Alexander Bell bertemu dengan cinta dalam hidupnya, Mabel, ketika dia datang kepadanya sebagai siswa tuli. Dia berusia sepuluh tahun, tetapi Bell jatuh cinta padanya, dan selama bertahun -tahun, dorongannya mendorongnya pada pekerjaannya. Seandainya air matanya tidak menenggelamkannya ke mobil kereta itu ke Philadelphia, penemuan terbesarnya mungkin tidak akan pernah berkembang. Namun telepon tetap menjadi sesuatu yang Mabel, yang kehilangan pendengarannya dari Scarlet Fever, tidak akan pernah bisa berbagi dengan suaminya. Kadang -kadang, cinta menyatukan Anda bahkan ketika kehidupan membuat Anda terpisah.
(Alexander Bell met the love of his life, Mabel, when she came to him as a deaf student. She was ten years his junior, but Bell fell for her hard, and over the years, her encouragement spurred him on his work. Had her tears not drown him onto that train car to Philadelphia, his greatest invention might never have blossomed. Yet the telephone remained something that Mabel, who'd lost her hearing from scarlet fever, would never be able to share with her husband.Sometimes, love brings you together even as life keeps you apart.)
Alexander Bell bertemu Mabel, belahan jiwanya, ketika dia mencari bimbingannya sebagai mahasiswa tuli.
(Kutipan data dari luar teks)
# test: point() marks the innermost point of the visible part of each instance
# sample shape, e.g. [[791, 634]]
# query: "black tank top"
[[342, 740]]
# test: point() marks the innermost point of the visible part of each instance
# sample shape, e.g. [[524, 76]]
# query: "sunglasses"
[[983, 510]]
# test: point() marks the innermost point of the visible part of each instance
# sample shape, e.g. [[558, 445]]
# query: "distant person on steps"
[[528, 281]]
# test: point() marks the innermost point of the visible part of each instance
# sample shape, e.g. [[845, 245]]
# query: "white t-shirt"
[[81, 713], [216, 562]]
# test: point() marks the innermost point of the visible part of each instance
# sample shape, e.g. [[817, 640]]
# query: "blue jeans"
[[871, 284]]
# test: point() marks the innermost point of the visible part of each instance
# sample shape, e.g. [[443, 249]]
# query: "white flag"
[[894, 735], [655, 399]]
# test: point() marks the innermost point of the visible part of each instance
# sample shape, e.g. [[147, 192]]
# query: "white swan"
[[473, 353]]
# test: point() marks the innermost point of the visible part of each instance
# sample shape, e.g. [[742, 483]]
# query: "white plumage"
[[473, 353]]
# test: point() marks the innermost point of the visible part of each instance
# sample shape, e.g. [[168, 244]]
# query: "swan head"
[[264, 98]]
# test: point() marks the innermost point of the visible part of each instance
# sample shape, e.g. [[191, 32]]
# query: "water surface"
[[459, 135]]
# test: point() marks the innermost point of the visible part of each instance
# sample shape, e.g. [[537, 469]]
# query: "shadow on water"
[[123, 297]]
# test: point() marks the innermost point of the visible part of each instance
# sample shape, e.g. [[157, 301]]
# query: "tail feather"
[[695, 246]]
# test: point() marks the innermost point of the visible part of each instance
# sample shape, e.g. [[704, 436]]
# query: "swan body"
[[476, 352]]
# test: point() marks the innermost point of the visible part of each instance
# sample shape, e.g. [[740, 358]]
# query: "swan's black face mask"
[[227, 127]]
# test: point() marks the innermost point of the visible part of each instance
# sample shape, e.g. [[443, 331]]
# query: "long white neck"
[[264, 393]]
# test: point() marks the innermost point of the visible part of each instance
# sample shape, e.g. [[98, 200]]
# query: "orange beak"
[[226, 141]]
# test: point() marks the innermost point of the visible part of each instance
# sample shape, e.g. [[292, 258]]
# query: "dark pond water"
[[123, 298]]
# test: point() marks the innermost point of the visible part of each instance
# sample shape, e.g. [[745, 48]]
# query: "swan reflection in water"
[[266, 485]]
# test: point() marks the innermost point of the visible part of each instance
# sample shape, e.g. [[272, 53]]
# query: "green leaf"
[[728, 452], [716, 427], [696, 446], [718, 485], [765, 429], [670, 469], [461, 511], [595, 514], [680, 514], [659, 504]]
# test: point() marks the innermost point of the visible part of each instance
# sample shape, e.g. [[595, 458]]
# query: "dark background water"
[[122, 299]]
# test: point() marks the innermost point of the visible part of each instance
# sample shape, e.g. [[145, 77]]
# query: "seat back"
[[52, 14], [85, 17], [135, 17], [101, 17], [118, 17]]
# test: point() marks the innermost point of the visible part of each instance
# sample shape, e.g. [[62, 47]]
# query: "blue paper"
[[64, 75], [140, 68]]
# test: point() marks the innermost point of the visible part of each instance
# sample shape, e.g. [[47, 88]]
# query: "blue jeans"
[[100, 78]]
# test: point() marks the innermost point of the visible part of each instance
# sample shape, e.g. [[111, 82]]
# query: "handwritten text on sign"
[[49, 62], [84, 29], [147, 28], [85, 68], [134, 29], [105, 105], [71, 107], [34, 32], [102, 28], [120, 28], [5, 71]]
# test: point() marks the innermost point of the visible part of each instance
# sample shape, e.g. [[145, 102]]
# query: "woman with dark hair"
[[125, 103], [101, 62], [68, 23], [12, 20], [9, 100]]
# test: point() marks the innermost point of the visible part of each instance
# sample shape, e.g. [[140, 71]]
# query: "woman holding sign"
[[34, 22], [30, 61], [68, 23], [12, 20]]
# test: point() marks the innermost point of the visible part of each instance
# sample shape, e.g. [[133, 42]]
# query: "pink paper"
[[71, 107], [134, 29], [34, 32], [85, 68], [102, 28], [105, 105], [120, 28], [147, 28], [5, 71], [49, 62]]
Meskipun lebih muda, Mabel sangat mempengaruhi Bell, memotivasi dia dalam pengejarannya. Momen penting dalam hubungan mereka terjadi ketika air mata Mabel mendorong Bell untuk naik kereta ke Philadelphia, yang mengarah ke penciptaan penemuannya yang paling ikonik, telepon.
Tragis, Mabel tidak akan pernah bisa mengalami telepon, karena dia kehilangan pendengarannya karena demam berdarah. Ini menyoroti sifat pahit dari cinta mereka - sementara mereka bersatu dalam kasih sayang, keadaan kehidupan membuat mereka terpisah dalam beberapa hal. Kisah mereka menggambarkan bagaimana cinta dapat menghubungkan individu sambil juga menavigasi tantangan yang disajikan kehidupan.